Surprisingly the palladium market has stalled after making a minimal upward thrust early. Perhaps news that Chinese auto sales dropped to 5000 from 60,000 in the most recent readings has finally given some substance to the idea that the coronavirus could hit future purchases of PGM’s for auto catalyst. While the palladium market has not responded instantly to the aggressive upside extension in the gold market a sudden resumption of the bull track can’t be ruled out in the event the flow to precious metals becomes a stampede as indicated in a Bloomberg story this morning. Certainly options volatility is registering significant bullish sentiment, but the last net spec and fund long in palladium was only 5,622 contracts or roughly 25,000 contracts below its all-time high posted back in April, 2013. Therefore the bull camp will rightly suggest more buying from futures is available and will come in with many traders willing to bet that this year’s deficit will result in a tighter palladium market than was seen in 2013. We see critical support in the March palladium contract at $2571.20 which is where the market closed in the 2 prior trading sessions. Given the stellar action in palladium over the last year and given the very strong action in gold this week we suggest traders remain guardedly bullish toward the palladium market in hopes of a typical sharp recovery. Not surprisingly the platinum market has faltered from this week’s early high and is showing some potential to hold above support at $975. While the platinum market looks vulnerable on its charts and has had trouble coming into consistent favor, we suspect platinum will receive enough spillover interest from gold to climb back toward 1000.
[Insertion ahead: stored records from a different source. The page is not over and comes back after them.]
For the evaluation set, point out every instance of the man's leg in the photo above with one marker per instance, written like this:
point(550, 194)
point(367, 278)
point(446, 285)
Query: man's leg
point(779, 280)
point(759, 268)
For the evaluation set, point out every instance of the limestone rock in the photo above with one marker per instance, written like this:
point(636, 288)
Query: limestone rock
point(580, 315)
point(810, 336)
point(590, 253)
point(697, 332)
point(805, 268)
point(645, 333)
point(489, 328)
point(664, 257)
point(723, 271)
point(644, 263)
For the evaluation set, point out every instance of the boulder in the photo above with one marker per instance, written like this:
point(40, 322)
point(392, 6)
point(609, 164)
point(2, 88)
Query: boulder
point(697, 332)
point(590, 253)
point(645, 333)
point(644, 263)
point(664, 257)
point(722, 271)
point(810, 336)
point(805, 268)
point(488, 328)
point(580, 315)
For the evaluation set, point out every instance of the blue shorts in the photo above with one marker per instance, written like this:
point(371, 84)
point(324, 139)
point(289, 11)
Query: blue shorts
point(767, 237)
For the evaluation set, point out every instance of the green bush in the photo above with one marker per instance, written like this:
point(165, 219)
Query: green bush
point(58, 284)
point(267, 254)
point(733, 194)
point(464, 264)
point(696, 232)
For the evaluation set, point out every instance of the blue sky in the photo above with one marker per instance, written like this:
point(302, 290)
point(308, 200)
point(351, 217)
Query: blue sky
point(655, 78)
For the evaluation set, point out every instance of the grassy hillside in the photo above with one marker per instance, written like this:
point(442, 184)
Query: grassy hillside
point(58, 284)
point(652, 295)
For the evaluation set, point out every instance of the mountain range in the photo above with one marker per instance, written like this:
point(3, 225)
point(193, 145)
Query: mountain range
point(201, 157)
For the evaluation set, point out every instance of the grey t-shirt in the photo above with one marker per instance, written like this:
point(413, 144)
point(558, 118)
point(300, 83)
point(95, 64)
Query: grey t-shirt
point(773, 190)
As indicated already, the path of least resistance is pointing up in the precious metals markets with the trade stoked by fresh Chinese health/economic concerns. While it would seem to us that the bull case for precious metals is becoming more dependent on a definitive extension of the virus problem, the arrival of investment inflow is a really powerful influence!”
Silver closed up $0.35 at $18.87.
Platinum closed down $-2.70 at $969.00 and palladium closed down $-84.10 at $2,543.20.